Moving beyond mere rhetoric, the reality is the absence of a robust performance management mechanism in the public sector. Today’s column is an attempt to shed light on this vital aspect towards national prosperity. 


Performance management as a concept is not uncommon to the Sri Lankan public service. How it is currently done is the question. In Sri Lanka, the measurement of an individual employee’s performance had been introduced through a public administration initiative way back in 1998. The objective was to link the granting of annual increments of public officers to a proper appraisal of work performed during the period considered for increment. The Government has adopted this as a policy ever since. 

The Sri Lanka Administrative Service (SLAS) Minute was amended in 2005, accommodating special provisions including opportunities to fast-track promotions for SLAS officers. The provisions enabled SLAS officers to sit for a promotion examination on the condition that they maintain “above average performance” consecutively for five years. This was an unprecedented major breakthrough which was recognised in policy by a specific salary circular. 

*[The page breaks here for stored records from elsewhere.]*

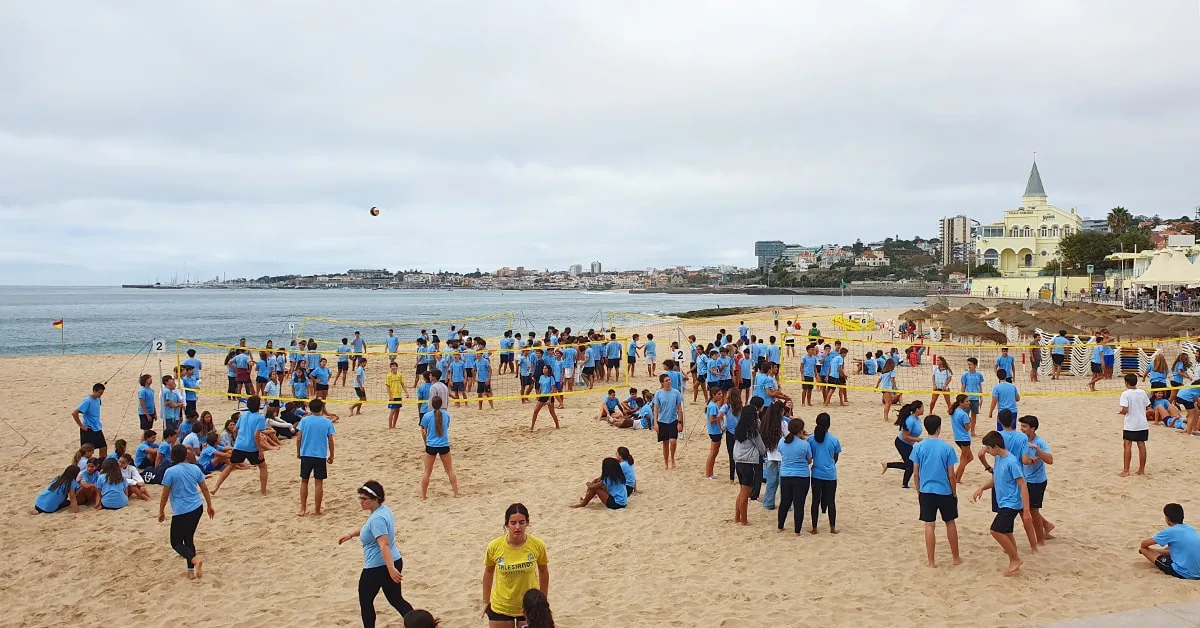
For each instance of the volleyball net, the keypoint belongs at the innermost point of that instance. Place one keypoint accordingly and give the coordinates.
(1032, 366)
(504, 370)
(331, 332)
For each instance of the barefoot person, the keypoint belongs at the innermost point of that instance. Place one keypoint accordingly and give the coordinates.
(1012, 498)
(1179, 544)
(249, 444)
(1134, 402)
(933, 466)
(436, 431)
(523, 567)
(382, 563)
(315, 448)
(183, 485)
(667, 406)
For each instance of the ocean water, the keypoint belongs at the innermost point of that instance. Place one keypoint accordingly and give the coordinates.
(107, 320)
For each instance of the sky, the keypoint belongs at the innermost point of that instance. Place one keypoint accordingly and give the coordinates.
(147, 141)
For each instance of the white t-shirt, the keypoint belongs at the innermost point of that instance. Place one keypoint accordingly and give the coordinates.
(1137, 401)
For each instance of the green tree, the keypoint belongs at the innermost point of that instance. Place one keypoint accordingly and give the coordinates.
(1120, 220)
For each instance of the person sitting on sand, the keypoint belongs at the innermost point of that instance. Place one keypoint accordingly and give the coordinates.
(1179, 546)
(610, 486)
(59, 494)
(1012, 498)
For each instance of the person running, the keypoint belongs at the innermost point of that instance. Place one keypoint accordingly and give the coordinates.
(87, 417)
(183, 485)
(909, 420)
(714, 416)
(960, 424)
(667, 406)
(609, 488)
(748, 452)
(1012, 498)
(1179, 544)
(1035, 459)
(249, 444)
(793, 473)
(382, 562)
(1134, 402)
(315, 448)
(826, 450)
(545, 396)
(436, 431)
(933, 464)
(523, 564)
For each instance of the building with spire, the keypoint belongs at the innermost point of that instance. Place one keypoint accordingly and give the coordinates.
(1027, 239)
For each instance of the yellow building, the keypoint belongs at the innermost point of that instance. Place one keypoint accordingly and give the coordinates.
(1029, 237)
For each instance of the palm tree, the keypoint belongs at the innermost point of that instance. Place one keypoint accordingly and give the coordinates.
(1120, 220)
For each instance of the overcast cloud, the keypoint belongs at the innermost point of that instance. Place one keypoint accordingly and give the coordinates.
(147, 139)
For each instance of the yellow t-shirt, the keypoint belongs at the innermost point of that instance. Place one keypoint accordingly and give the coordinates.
(516, 572)
(395, 386)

Despite the fast track, the method of conducting evaluations remained the same. However, the performance evaluation system did not get amended nor did the measurement system. Thus, the new policy demand and the old appraisal system became an obvious misfit resulting in many deadlocks 

Management for development results 

Amidst the growing dissatisfaction toward the existing performance evaluation, the need for an overall conceptual framework to relate the individual performance was also identified. Management for Development Results (MfDR) tested and proven in many public circles around the globe was seen as a suitable approach. 

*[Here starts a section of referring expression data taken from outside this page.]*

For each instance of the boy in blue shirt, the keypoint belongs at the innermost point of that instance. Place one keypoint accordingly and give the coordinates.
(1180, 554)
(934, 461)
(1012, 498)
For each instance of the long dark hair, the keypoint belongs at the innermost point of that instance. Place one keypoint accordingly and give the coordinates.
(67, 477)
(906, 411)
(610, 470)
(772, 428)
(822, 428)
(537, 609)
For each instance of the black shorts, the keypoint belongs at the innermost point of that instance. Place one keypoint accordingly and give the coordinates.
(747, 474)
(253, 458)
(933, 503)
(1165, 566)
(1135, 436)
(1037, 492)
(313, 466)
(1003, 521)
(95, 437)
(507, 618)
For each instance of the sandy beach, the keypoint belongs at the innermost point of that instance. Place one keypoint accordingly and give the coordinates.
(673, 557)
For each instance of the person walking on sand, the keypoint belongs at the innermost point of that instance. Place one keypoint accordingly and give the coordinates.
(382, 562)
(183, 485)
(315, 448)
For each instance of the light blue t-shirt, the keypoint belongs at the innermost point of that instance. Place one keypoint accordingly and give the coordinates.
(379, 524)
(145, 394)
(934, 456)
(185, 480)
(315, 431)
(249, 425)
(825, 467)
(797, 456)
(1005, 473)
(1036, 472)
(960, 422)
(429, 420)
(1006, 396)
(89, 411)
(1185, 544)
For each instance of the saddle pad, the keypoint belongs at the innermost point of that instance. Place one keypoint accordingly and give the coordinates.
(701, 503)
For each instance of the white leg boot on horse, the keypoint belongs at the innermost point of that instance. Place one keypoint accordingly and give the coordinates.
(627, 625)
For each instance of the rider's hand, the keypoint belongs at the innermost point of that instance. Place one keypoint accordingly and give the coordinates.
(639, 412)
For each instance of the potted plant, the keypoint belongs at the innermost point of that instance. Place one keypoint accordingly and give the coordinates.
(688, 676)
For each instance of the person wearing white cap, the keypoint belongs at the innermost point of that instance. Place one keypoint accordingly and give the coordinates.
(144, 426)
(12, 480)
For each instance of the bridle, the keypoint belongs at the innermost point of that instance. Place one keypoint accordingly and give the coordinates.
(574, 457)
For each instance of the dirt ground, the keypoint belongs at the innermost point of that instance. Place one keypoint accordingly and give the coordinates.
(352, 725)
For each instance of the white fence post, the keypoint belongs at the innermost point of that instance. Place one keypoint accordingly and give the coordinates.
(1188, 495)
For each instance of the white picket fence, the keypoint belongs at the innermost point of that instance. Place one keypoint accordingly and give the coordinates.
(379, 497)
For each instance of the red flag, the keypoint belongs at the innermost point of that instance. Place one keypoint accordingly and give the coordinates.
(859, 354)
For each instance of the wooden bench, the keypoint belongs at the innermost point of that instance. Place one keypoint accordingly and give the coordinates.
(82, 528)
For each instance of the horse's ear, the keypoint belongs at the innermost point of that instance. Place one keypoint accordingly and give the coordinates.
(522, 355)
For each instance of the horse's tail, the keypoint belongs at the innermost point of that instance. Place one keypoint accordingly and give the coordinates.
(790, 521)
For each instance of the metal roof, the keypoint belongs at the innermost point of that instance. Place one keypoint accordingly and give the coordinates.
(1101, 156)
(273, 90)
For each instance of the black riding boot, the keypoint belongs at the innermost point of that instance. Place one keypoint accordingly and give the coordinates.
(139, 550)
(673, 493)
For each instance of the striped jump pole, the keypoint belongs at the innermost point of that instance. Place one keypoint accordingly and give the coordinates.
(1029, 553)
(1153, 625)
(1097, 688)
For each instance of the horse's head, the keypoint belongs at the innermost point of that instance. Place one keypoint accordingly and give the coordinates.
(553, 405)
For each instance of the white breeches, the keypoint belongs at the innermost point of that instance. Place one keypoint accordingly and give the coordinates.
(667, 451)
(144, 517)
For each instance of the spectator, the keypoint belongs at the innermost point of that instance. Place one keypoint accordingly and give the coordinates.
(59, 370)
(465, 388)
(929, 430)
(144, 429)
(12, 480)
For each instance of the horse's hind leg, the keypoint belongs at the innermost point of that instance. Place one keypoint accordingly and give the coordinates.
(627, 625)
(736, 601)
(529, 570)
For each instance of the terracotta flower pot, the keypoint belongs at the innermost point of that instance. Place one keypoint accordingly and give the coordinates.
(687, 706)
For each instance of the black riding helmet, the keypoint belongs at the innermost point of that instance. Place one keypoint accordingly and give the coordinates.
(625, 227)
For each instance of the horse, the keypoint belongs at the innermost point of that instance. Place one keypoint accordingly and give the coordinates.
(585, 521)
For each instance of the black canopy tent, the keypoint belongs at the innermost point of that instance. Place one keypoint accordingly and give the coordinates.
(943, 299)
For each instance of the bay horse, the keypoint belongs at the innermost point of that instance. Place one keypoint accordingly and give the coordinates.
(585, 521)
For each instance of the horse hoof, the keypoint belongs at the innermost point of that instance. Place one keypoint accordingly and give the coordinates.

Figure 1 contains the basic details of MfDR framework. It moves from short term to long term and also from activities, outputs and outcomes.

MfDR focuses on development performance and on sustainable improvements at the country level. It also includes practical tools for strategic planning, risk management, progress monitoring and outcome evaluation. 

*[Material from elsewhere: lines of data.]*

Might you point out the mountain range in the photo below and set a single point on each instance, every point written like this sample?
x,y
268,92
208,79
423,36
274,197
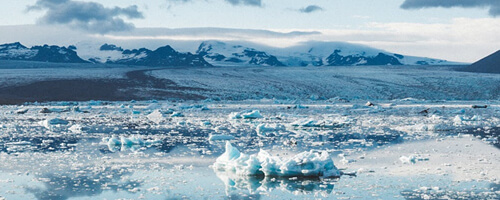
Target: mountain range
x,y
217,53
489,64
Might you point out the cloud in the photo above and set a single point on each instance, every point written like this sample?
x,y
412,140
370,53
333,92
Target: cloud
x,y
494,5
310,9
88,16
257,3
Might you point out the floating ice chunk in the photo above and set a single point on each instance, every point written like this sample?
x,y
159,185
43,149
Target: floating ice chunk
x,y
320,123
235,115
76,128
177,114
251,114
254,114
464,120
215,137
48,123
21,111
262,129
310,164
412,159
156,117
123,143
20,143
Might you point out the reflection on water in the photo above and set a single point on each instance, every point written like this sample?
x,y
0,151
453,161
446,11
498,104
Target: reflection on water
x,y
81,183
254,185
438,193
37,144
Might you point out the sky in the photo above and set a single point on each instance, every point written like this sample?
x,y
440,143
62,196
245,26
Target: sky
x,y
457,30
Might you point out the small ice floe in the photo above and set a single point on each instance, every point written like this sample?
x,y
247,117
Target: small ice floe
x,y
308,123
345,160
51,122
177,114
214,137
114,143
306,164
412,159
45,110
21,111
465,120
77,128
20,143
264,129
298,106
252,114
156,116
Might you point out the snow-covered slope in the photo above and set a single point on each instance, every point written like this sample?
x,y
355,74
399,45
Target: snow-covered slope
x,y
489,64
163,56
306,54
221,53
45,53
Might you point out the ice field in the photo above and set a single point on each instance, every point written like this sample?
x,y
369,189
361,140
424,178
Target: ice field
x,y
387,149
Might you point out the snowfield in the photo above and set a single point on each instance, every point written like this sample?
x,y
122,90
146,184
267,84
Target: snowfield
x,y
248,133
382,83
393,149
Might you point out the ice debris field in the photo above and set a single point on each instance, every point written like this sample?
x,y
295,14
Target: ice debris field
x,y
254,149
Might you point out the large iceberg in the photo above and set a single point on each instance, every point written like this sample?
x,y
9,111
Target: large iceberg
x,y
306,164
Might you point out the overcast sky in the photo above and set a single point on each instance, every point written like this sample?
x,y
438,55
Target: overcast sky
x,y
458,30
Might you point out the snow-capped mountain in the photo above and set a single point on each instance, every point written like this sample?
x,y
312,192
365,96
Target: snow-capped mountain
x,y
163,56
306,54
221,53
489,64
45,53
216,53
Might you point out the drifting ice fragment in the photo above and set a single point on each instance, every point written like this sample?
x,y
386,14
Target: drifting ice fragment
x,y
53,122
131,142
310,164
177,114
253,114
156,116
221,137
262,129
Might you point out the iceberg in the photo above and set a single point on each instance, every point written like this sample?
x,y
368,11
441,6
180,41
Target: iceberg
x,y
48,123
253,114
156,117
306,164
214,137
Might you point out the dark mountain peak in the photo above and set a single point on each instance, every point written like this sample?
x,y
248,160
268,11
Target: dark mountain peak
x,y
136,51
162,56
54,53
110,47
335,59
489,64
15,45
45,53
166,50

In essence the perspective of impact or result is the central focus. In simple terms, for a desired result to be generated there should be an outcome. For the desired outcome there should be outputs. For desired outputs to appear there should be a series of activities that need to be done. 

Linking development to performance  

Ministries and departments are supposed to develop a vision, mission, strategies, goals and action plans. Departments in particular have a mandate established by acts in Parliament. Accordingly, their respective reasons for being present are well articulated. In essence, the outcomes that they want to produce and the impacts are self-evident in their vision and mission statements. 

Under the prescriptions of the General Treasury, each government institution submits its corporate plans each year. Accordingly, their outputs towards achieving the outcomes are made clear.     

The rationale for such a line of thinking to link MfDR with Individual Performance is that the impacts that departments desire to create should pass down from the institutional level to the interactive team level and then to the individual level, which in turn produce results from the individual level to spill over to the interactive team level and institutional level respectively. It in fact links individual, division, department, ministerial and policy levels sequentially. 

The flow from the individual performance leads to Divisional Management Plans and to Strategic Departmental Plans which can be linked to results-based budgets as well. In essence the broader policy objectives will be achieved if the individual level performance is correctly agreed to by the individuals and performed within a stipulated time.

KRAs, KPIs and KBIs

The new performance evaluation should focus on two key aspects, tasks and competencies. Tasks involve Key Result Areas (KRAs) and associated Key Performance Indicators (KPIs). Competencies involve Key Behavioral Indicators (KBIs). The intention here is not to go into details but to highlight the novelty and necessity of the approach.  

Identification of KPIs will rely on the key results that an institution is deemed by the very establishment of the particular institution. In other words, its mandate articulated in respective acts or other legislative enactments. Once the key result areas are agreed on at the strategic level, the key divisional objectives will be made clear and those will be mentioned in the first page of the performance plan as a measure to keep the rest of the document in check. 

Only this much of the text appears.